Schon 1909 entstand der erste „Carmen“-Film. Stumm natürlich und nur 10 Minuten lang. Die zahlreichen Variationen die seither und Benutzung sämtlicher Medien zu sehen waren, sind kaum aufzuzählen. Unvergessen ist Otto Premingers Film „Carmen Jones“ (1954), ausschließlich mit schwarzen Darsteller_innen gedreht. Dorothy Dandridge spietle Carmen, Harry Belafonte war Joe. Gesungen haben ausgebildete Sänger_innen im Off.
1967 hatte in Moskau Rodion Schtschedrins Bearbeitung der Bizetschen Komposition als Ballett Premiere und schließlich muss auch Peter Brooks Variatiante der Oper genannt werden. 1981 ist die Text-Musik-Collage „La Tragédie de Carmen" entstanden. Eine intensive, intime Dreiecksgeschichte (Carmen-José-Michaela), auf dem sandigen Boden einer Arena gespielt und auch in Wien mit überragendem Erfolg gezeigt.

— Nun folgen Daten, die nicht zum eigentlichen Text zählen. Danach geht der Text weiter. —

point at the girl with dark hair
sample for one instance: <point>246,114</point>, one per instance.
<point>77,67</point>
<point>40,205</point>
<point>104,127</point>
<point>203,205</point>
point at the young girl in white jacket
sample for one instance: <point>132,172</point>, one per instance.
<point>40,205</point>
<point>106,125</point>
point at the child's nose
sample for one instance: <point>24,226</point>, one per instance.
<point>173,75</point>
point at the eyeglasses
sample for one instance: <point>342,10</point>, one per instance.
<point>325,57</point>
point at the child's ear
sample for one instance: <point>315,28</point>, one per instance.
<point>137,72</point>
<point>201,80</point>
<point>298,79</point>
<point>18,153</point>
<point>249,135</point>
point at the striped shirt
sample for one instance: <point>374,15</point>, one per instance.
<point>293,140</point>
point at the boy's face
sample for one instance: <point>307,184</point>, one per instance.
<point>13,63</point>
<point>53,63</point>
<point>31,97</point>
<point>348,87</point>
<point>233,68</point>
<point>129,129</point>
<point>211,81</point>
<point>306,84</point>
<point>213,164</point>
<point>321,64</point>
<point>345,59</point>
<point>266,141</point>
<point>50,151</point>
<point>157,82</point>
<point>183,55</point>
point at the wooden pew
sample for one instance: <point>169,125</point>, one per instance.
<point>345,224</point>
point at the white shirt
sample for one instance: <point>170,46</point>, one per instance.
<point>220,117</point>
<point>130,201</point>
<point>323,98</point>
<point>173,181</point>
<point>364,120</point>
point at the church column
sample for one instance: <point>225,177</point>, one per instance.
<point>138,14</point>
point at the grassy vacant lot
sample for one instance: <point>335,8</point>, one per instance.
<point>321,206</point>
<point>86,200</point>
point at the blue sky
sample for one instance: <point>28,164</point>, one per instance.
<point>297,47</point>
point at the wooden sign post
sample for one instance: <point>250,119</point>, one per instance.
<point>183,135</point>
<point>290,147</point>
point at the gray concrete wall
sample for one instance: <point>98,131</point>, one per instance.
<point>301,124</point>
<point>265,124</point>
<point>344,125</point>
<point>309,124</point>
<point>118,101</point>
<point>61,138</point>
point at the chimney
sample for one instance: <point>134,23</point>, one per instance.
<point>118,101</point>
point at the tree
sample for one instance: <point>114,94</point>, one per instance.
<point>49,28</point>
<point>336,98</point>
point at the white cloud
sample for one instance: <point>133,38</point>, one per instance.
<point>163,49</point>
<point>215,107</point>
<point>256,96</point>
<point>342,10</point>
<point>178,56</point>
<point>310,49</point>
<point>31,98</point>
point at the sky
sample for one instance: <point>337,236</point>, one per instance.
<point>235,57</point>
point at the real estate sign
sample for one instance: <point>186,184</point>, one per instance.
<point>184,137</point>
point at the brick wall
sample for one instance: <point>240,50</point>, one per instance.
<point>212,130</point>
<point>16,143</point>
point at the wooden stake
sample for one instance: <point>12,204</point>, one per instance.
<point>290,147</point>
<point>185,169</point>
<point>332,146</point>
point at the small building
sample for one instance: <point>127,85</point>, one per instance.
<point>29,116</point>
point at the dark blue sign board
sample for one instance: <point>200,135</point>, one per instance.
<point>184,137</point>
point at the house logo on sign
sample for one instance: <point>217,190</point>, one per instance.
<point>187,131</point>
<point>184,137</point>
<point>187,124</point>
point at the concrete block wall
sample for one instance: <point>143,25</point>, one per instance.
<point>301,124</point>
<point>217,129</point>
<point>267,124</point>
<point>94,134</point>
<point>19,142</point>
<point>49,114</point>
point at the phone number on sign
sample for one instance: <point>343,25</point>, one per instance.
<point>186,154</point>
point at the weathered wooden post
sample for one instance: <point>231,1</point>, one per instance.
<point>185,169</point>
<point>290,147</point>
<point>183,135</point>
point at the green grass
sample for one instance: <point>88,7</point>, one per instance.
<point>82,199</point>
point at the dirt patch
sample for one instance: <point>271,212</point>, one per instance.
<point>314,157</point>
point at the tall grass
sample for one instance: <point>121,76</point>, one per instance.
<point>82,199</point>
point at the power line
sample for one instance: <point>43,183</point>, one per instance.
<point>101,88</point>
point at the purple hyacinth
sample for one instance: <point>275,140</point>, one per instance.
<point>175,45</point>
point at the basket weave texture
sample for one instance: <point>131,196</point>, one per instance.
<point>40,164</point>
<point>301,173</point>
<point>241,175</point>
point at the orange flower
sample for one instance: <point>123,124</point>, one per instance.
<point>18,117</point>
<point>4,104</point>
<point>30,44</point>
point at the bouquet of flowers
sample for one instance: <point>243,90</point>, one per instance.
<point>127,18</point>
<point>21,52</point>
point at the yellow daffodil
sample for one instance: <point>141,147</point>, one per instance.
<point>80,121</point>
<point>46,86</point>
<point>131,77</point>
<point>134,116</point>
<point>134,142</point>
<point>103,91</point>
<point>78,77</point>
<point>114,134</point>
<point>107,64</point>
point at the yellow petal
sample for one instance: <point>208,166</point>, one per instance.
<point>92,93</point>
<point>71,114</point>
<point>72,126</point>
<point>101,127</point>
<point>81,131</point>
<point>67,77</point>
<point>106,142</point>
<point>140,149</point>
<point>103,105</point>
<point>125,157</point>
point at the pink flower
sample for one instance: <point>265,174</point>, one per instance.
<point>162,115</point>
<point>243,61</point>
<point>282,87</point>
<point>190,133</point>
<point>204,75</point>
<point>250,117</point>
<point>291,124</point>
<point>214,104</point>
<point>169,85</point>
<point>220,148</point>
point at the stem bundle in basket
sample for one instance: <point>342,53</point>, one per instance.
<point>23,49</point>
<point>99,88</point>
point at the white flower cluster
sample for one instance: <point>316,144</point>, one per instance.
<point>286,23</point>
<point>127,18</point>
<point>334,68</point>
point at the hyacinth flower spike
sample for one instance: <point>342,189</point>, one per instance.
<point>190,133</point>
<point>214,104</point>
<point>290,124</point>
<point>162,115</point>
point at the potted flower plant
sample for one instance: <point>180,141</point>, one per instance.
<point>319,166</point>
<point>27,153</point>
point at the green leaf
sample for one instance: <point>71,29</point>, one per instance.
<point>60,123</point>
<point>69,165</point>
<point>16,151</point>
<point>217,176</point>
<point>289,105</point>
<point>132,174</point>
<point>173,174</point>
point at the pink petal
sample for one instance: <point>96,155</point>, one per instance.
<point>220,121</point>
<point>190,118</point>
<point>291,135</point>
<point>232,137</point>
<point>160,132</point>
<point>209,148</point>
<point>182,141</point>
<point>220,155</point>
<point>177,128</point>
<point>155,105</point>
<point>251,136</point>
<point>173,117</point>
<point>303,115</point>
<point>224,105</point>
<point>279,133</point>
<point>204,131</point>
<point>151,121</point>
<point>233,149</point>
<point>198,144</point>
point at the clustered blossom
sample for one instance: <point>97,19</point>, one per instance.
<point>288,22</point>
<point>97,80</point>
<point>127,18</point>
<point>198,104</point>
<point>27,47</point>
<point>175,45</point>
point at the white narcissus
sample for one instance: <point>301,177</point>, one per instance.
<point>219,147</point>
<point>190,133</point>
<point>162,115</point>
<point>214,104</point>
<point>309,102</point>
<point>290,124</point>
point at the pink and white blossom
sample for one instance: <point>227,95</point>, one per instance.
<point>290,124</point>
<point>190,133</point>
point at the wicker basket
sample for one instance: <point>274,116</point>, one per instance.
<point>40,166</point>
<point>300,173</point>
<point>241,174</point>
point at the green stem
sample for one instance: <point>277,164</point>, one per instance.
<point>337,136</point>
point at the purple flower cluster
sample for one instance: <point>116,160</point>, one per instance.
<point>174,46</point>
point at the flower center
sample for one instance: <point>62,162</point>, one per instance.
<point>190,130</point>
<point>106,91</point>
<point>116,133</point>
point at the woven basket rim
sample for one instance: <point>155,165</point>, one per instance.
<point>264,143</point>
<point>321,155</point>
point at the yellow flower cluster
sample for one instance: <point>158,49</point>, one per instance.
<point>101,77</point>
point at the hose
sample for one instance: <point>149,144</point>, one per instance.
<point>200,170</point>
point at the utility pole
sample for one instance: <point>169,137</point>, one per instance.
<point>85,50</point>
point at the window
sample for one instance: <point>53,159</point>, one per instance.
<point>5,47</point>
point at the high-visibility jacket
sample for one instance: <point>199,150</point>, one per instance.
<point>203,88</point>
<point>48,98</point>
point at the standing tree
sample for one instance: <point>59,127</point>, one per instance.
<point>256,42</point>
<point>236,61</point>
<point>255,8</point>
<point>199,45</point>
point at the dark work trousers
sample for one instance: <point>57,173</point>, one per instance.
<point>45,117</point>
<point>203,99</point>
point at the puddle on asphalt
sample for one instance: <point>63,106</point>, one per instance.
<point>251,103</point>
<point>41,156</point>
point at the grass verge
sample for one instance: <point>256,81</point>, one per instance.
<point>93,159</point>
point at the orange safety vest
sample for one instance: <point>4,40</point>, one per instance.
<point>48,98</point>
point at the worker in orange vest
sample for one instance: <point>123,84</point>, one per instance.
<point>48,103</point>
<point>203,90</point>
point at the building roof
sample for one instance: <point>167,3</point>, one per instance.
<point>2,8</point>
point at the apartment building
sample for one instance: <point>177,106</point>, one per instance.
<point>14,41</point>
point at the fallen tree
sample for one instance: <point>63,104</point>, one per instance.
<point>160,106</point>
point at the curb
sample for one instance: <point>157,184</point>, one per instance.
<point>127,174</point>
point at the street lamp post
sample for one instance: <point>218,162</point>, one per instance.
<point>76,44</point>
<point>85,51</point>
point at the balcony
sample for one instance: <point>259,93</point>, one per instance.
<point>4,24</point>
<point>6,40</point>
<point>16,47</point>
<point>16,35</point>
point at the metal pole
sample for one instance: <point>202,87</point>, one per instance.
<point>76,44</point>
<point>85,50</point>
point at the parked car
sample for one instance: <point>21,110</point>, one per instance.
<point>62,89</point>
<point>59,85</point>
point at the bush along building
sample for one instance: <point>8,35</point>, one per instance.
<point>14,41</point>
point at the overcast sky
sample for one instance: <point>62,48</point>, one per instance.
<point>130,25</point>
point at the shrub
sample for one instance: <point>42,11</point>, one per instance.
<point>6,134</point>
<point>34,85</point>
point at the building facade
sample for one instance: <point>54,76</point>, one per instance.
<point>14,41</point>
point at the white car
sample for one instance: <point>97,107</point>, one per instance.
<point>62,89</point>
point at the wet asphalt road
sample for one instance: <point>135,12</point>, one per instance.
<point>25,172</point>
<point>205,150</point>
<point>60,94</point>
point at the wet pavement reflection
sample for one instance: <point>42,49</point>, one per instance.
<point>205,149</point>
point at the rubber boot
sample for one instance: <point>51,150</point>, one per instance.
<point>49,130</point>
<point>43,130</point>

Auch die aktuelle Aufführung ist nicht die erste gewendete „Carmen“ in der Kammeroper. Schon unter der Direktion von Hans Gabor wurde – auf Wunsch des Publikums (sic!) – die Opéra comique „Carmen“ zu „Carmen Negra“ verrockt. Diese Weisheiten verdanke ich Martin Gassner, der die „Carmen-Variationen“ für das mit verständlichen Originalbeiträgen rundum bestens gestaltete Programmheft der aktuellen Aufführung zusammengestellt hat.
Jetzt macht sich also ein ungewöhnliches Trio (Georg Breinschmid, Kontrabass; Sebastian Gürtler, Violine; Tommaso Huber, Akkordeon) auf der Bühne, mal rechts, mal links bemerkbar, spielt mit, mischt sich drein, kommentiert mit Ironie und Wiener Schmäh. Manche musikalischen Einwürfe, mancher schrille Ton der Geige, manches Gebrumm des Basses scheinen, der Abendverfassung angemessen, improvisiert. Das Publikum versteht und bedankt sich mit leisem Lachen.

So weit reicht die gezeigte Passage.